A writ petition was filed in the Madras High Court objecting to the minister’s remarks. The petitioner asked that a writ of quo warranto be issued against Udhayanidhi, and that he should show cause as to under what authority of law he could continue to hold his post. The petitioner’s lawyer argued that the minister had deliberately or otherwise misconstrued the meaning of Sanatana Dharma, which was not the same as varna dharma, which prescribes caste duties and ordains caste-based vocations. Rather, the petitioner held, Sanatan Dharma was another name for Hinduism. In other words, the minister had sought to malign Hinduism. 

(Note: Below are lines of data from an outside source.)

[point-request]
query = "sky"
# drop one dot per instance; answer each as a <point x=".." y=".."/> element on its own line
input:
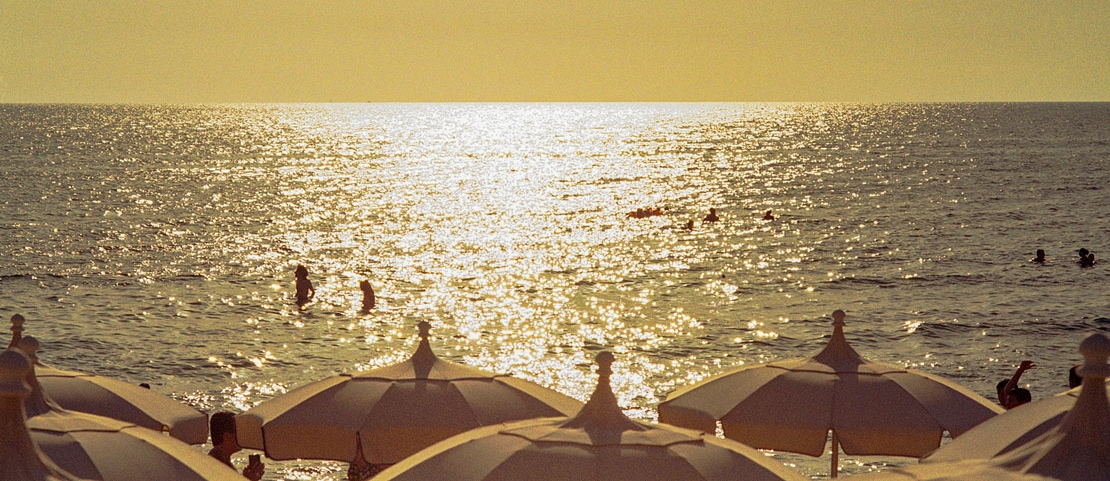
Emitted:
<point x="168" y="51"/>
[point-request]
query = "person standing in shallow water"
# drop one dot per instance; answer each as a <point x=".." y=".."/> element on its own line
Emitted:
<point x="367" y="294"/>
<point x="304" y="290"/>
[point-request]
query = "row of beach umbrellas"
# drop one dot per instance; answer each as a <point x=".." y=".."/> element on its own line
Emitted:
<point x="433" y="419"/>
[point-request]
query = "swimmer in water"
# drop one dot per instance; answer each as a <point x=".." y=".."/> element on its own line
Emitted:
<point x="367" y="294"/>
<point x="712" y="217"/>
<point x="304" y="289"/>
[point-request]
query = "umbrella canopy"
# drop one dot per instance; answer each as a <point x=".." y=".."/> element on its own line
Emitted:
<point x="1012" y="429"/>
<point x="99" y="448"/>
<point x="601" y="443"/>
<point x="394" y="411"/>
<point x="871" y="408"/>
<point x="117" y="399"/>
<point x="1076" y="450"/>
<point x="22" y="461"/>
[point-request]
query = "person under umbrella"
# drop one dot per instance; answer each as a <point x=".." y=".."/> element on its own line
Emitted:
<point x="380" y="417"/>
<point x="103" y="449"/>
<point x="870" y="408"/>
<point x="1076" y="450"/>
<point x="22" y="461"/>
<point x="598" y="443"/>
<point x="115" y="399"/>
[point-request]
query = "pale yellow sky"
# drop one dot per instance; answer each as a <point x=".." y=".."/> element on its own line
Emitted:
<point x="556" y="50"/>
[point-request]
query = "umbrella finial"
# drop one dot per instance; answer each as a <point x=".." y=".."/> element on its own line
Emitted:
<point x="602" y="413"/>
<point x="838" y="353"/>
<point x="423" y="359"/>
<point x="17" y="329"/>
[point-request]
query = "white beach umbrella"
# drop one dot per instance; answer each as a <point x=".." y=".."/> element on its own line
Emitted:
<point x="870" y="408"/>
<point x="392" y="411"/>
<point x="1076" y="450"/>
<point x="1009" y="430"/>
<point x="118" y="400"/>
<point x="601" y="443"/>
<point x="99" y="448"/>
<point x="20" y="460"/>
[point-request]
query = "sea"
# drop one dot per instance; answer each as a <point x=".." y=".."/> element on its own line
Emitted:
<point x="157" y="243"/>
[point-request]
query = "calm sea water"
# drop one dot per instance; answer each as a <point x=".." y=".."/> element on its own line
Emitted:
<point x="157" y="243"/>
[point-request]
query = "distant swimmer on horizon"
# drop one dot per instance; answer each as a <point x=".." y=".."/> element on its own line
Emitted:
<point x="1086" y="258"/>
<point x="712" y="217"/>
<point x="304" y="290"/>
<point x="367" y="294"/>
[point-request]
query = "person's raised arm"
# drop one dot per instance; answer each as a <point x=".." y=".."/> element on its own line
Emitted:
<point x="1015" y="380"/>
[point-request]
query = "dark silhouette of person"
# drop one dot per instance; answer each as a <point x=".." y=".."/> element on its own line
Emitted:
<point x="304" y="290"/>
<point x="367" y="294"/>
<point x="224" y="443"/>
<point x="1087" y="261"/>
<point x="1073" y="379"/>
<point x="1008" y="391"/>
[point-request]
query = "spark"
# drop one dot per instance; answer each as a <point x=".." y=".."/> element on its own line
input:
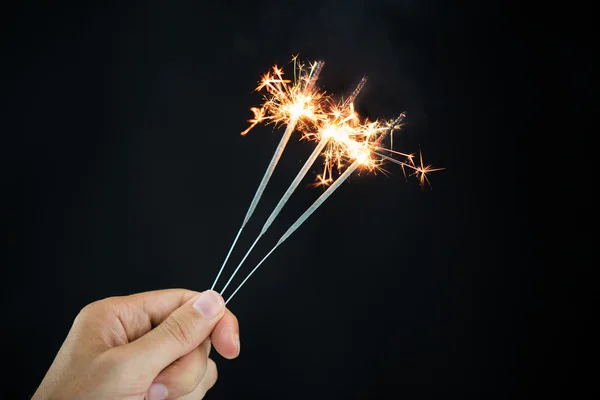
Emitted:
<point x="344" y="140"/>
<point x="359" y="160"/>
<point x="338" y="122"/>
<point x="297" y="103"/>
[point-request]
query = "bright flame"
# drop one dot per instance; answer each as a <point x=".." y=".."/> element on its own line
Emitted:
<point x="347" y="137"/>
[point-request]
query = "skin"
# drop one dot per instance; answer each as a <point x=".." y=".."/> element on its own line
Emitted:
<point x="146" y="346"/>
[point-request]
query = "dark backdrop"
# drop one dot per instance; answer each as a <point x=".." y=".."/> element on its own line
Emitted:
<point x="125" y="172"/>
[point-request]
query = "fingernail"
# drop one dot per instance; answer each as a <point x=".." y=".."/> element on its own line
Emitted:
<point x="237" y="342"/>
<point x="157" y="391"/>
<point x="209" y="304"/>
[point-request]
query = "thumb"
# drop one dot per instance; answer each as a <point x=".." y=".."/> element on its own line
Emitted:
<point x="180" y="333"/>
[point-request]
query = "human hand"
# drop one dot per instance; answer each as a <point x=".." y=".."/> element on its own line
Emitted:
<point x="146" y="346"/>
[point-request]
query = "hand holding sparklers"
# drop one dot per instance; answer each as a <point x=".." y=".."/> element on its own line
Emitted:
<point x="342" y="140"/>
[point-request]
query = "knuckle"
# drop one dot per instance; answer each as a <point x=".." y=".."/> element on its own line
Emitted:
<point x="188" y="382"/>
<point x="99" y="309"/>
<point x="212" y="374"/>
<point x="179" y="329"/>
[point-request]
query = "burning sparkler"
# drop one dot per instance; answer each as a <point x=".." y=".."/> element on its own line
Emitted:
<point x="343" y="141"/>
<point x="298" y="103"/>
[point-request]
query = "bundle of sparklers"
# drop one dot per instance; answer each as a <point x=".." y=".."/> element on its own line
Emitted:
<point x="345" y="142"/>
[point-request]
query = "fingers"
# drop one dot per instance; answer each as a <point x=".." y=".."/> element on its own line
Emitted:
<point x="183" y="376"/>
<point x="208" y="381"/>
<point x="139" y="313"/>
<point x="226" y="336"/>
<point x="179" y="334"/>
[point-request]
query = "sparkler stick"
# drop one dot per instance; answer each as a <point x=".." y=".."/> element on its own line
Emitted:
<point x="291" y="125"/>
<point x="301" y="174"/>
<point x="315" y="205"/>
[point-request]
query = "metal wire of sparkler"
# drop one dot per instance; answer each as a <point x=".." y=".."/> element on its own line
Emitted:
<point x="342" y="140"/>
<point x="296" y="111"/>
<point x="347" y="106"/>
<point x="317" y="203"/>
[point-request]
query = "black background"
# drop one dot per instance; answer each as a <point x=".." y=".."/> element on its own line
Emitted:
<point x="124" y="171"/>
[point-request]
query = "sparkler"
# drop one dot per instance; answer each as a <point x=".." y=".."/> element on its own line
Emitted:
<point x="343" y="140"/>
<point x="339" y="121"/>
<point x="360" y="159"/>
<point x="295" y="104"/>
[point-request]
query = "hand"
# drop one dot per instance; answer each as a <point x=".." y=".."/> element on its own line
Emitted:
<point x="149" y="346"/>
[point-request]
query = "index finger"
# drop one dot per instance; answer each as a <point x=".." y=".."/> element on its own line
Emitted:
<point x="140" y="313"/>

Justice Sumanth ruled that the writ petition was not maintainable given that the “list of enumerated disqualifications” of ministers in law was not applicable in this case. Besides, in constitutional terms, this list was to be viewed as “sacrosanct … a Lakshman rekha that cannot be breached.” But, she went on to note, the minister’s call for the eradication of a religious value system was patently offensive –  he sought to “spew hate against a particular community, the Hindus”, and his speech “constitutes disinformation.” The judge also acknowledged the sincere intent of the petitioner, who had approached the court because he rightly believed that Udhayanidhi was engaged in “the vice of disintegration and fomenting of fissiparous tendencies.” She further observed that the minister’s statement regarding Sanatana Dharma was based on ignorance of original Sanskrit texts on the subject. In this context, she referred to the readings of Sanatana Dharma produced in court by the minister’s legal team and noted that they drew from obscure texts that, therefore, may not be considered reliable.

This judgment is intriguing. For one, it repeats well-worn responses to the criticisms of Hinduism and Sanatana Dharma by individuals and parties that one may group under the broad umbrella of the Dravidian movement. These responses have existed for well over a century, going back to the roots of the Dravidian movement in the non-Brahmin movement formed under the aegis of the South Indian Liberal Federation, or Justice Party, in 1917. At the time, what was then the Madras Presidency witnessed  protests against Brahmin dominance in public employment and education, and also sharp criticisms against the caste order and untouchability, as well as the justifications offered for these by Brahmin thinkers and ideologues. Predictably enough, the Brahmins defended their views, often with acrimony and contempt. But even when they did not, they expressed a certain bias that was not lost on their critics.